Três poemas de Bruno Gavranic
Bruno Gavranic, 33 anos, é natural de Araraquara, interior de SP, e mora na capital. Além de poeta é ator, dramaturgo e pesquisador de teatro e cinema norte-americano pela FFLCH/USP. Como professor, coordena grupos de teatro na Cultura Inglesa. Lançou em 2018 o ebook Uma Borboleta no Caos: poesia urbana. Os três poemas apresentados aqui compõem o livro Um Corpo Estranho Atravessando o Fim do Mundo, que será publicado em 2019 pela Editora Urutau.
***
Viral
Quando morrer vou deixar,
compartilhem,
vestígios publicados
dados.
Acessem minhas preferências,
comentem as referências,
reajam à minha vida:
curtidas,
poses, looks, objetos
pés, a cara exposta numa nude,
o sexo nas fotos de perfil em rede,
selfies.
Um close espontâneo
num monumento paulistano
com o olhar comovido
medido.
Hashtaguem minha língua aos pedaços,
desfaçam meus olhos pixelados,
viralizem meus nomes, me amem,
memes.
Os dedos espalhei em toques,
testes,
e likes
por aí.
O corpo desaparece hoje,
a imagem permanece em .gif
e a mente, o sentimento e o coração,
emojis.
*
Elogio ao Ódio
Não nos sendo mais socialmente recomendado
fazer uso de qualquer outro estímulo,
usemos o ódio.
Mesmo que sem razão ou motivo
a ordem é não resistir:
sinta-o.
Permita que o ódio altere
a sensação térmica do seu corpo
e coordene a pulsação rítmica do seu coração,
que ele bombeie seu sangue até estourar as têmporas,
os tímpanos e os miolos de quem cruzar
o rastro de ignorância de seu ódio.
Sinta sempre o seu ódio. Não o reprima.
Nem descrimine qualquer possível
objeto de desejo para esse sentimento,
seja gente, bicho ou patrimônio,
seja contrário ou favorável às suas ideias,
não importa, pois, ideias são as barreiras
menos resistentes à eficácia do seu ódio.
Não enfraqueça a força desse impulso
nem permaneça impassivo à sua fluência.
Odeie, apenas, simplesmente e sem fim.
Odeie até o ponto em que, enfim,
seu ódio se volte contra você e,
tomado de cólera e repúdio
à sua própria imagem no espelho,
você se permita destruir a si mesmo
de puro ódio por não ter escolhido a tempo
seguir o conselho de um outro sentimento.
Torça para que você tenha esse tempo.
Pois é muito provável que alguém,
movido pelo mesmo ódio que te anima
ou até mesmo inspirado
pelas palavras que o seu ódio destila
se permita, sem qualquer razão, causa ou objetivo
te destruir violentamente
pelo simples motivo de poder também
expressar o próprio ódio livremente.
*
O Monstro
Hoje, enfim, serei o monstro.
Saúdo em mim essa aberração de comportamento
que por tanto tempo foi gestada sob a capa de brandura e aceitação.
Aceito, por fim, o temível, o abominável, o outro bárbaro
que é, afinal, o mais natural dentro de mim.

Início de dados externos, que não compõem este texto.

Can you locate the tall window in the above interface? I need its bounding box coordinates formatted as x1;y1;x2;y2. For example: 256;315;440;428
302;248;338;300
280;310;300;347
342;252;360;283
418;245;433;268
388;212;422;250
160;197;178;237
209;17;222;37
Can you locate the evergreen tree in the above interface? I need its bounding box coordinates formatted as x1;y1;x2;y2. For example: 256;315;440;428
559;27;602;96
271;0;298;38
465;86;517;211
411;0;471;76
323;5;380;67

Eu solto um rugido estranho enquanto alimento minha cabeça faminta
e vomito o coração enodoado sobre todos.
Não mais a gentileza resignada, a sublimação, a cordura
ou nenhuma outra capa de gordura me esconderão:
sou de aparência estranha, polissexual e feiticeiro
de cor rubra, libertário e fetichista
e minha posição na vida é a de artista.
Entre a esquerda e a direita o meu caminho é torto,
aquele que não é vislumbrado facilmente por quem está no meio.

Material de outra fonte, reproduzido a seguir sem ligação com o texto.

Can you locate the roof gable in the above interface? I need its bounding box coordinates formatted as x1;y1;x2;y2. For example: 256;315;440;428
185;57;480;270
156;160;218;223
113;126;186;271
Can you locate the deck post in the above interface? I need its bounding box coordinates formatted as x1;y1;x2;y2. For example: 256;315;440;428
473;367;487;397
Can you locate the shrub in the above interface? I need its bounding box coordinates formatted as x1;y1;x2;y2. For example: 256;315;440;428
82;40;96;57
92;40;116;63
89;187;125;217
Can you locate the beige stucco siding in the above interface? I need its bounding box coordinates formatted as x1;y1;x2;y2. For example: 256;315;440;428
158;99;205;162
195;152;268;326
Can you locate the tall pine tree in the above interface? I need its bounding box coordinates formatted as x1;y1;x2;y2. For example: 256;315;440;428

A vocês que se assustam, choram e pedem socorro
às autoridades, às forças policias e institucionais
e aos seus papais
eu olho com ternura e digo:
Não chorem e nem julguem esse amigo,
pois é assim que posso ser, mais do que nunca,
um homem completamente cordial,
ao resolver mostrar-me como sou inteiramente
e tratar-te como um igual, a quem reconheço o privilégio da diferença.
Meu monstro absoluto não morde, mas também não beija.
Ele oferece a mão num cumprimento forte e caloroso
que espera ser retribuído com tanta força quanto,
mas não pelo carinho convencional que você oferece aos seus “queridos”
e sim pelo comprimento pavoroso do seu próprio monstro pessoal.
Só assim seremos finalmente livres, bons e selvagens
porque o mais das situações de “Oi”, “Como vai?” e “Passar bem”
são miragens de uma civilidade entre senhor e vassalagem
que em tempos como os nossos, honestamente, não mais caem bem.